Sa­toru Iwata



A salute to the Nintendo vi­sion­ary and pas­sion­ate ad­vo­cate for play

Sa­toru Iwata, who died on July 11 aged 55 fol­low­ing a bat­tle with can­cer, leaves be­hind no sin­gle crown­ing achieve­ment, but an im­mense legacy. He joined Nintendo from HAL in 2000, and two years later, aged 42, suc­ceeded Hiroshi Ya­mauchi as com­pany pres­i­dent and CEO. A warm, hum­ble and funny man, he was in many ways the op­po­site of his pre­de­ces­sor. And he not only adored videogames, but un­der­stood them on a gran­u­lar level. A re­mark­able pro­gram­mer, his work ex­tended from high-school ex­per­i­ments on pocket cal­cu­la­tors to his hands-on work tweak­ing a Bal­loon Fight minigame in Wii U launch ti­tle Nintendo Land.

Not only did he un­der­stand how games were made, he be­lieved pas­sion­ately in their po­ten­tial, too, and his de­sire to broaden the medium’s reach led to the cre­ation of DS and Wii. Un­der his stew­ard­ship, Nintendo pi­o­neered touch and mo­tion con­trols, sold in ex­cess of 250 mil­lion sys­tems, vastly ex­panded the videogame in­dus­try’s de­mo­graphic, and saw its stock price soar.

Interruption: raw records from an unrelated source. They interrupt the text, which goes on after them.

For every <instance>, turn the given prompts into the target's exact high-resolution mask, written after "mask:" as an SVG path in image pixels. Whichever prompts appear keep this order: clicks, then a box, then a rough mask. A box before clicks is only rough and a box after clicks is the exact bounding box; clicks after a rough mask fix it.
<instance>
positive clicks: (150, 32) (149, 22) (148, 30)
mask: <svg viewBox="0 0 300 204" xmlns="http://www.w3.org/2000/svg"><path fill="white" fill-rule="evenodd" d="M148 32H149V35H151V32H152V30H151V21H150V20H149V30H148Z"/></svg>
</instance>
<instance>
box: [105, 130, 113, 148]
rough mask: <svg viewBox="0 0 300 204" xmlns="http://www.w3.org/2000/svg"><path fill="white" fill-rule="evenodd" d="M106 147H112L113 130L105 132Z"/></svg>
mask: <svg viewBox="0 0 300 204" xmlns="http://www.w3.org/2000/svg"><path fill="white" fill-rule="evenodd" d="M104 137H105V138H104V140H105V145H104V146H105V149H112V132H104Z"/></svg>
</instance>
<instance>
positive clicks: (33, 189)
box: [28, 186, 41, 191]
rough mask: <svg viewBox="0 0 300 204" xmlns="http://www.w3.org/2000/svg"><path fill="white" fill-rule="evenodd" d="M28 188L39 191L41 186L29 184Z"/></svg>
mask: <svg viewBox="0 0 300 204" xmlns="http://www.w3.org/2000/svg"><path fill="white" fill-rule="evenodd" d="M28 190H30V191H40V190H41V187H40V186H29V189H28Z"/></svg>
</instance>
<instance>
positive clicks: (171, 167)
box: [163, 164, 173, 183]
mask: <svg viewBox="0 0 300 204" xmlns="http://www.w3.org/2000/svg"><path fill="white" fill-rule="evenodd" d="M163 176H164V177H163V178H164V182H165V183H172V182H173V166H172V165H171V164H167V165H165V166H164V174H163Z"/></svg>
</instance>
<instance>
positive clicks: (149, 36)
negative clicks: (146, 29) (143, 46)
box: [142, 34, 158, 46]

His other ini­tia­tives may not have yielded such no­table suc­cess, but all bear his mark. The Iwata Asks devel­oper in­ter­views put cre­atives on cen­tre stage long be­fore it was fash­ion­able. Nintendo Di­rect broad­casts let the com­pany speak di­rectly to play­ers and es­cape the re­stric­tive hype cy­cle of trade shows. With the NX con­sole, a DeNA deal for smart­phone games and his mys­te­ri­ous Qual­ity Of Life ini­tia­tive all in progress, his in­flu­ence will live on at Nintendo for a while yet – and, we hope, long af­ter those projects have come and gone.

Nintendo an­nounced Iwata’s pass­ing on July 13. The out­pour­ing of grief on so­cial media was im­me­di­ate, wide­spread and truly heart­felt, both from the few who knew him and the many who felt like they did. Videogames, for all the pace of their change, rep­re­sent a young in­dus­try. We’re not yet ac­cus­tomed to los­ing our giants. And we don’t as­so­ciate such sad­ness with a medium that of­fers so much plea­sure. Few in­volved in its evo­lu­tion have given us as much as Sa­toru Iwata.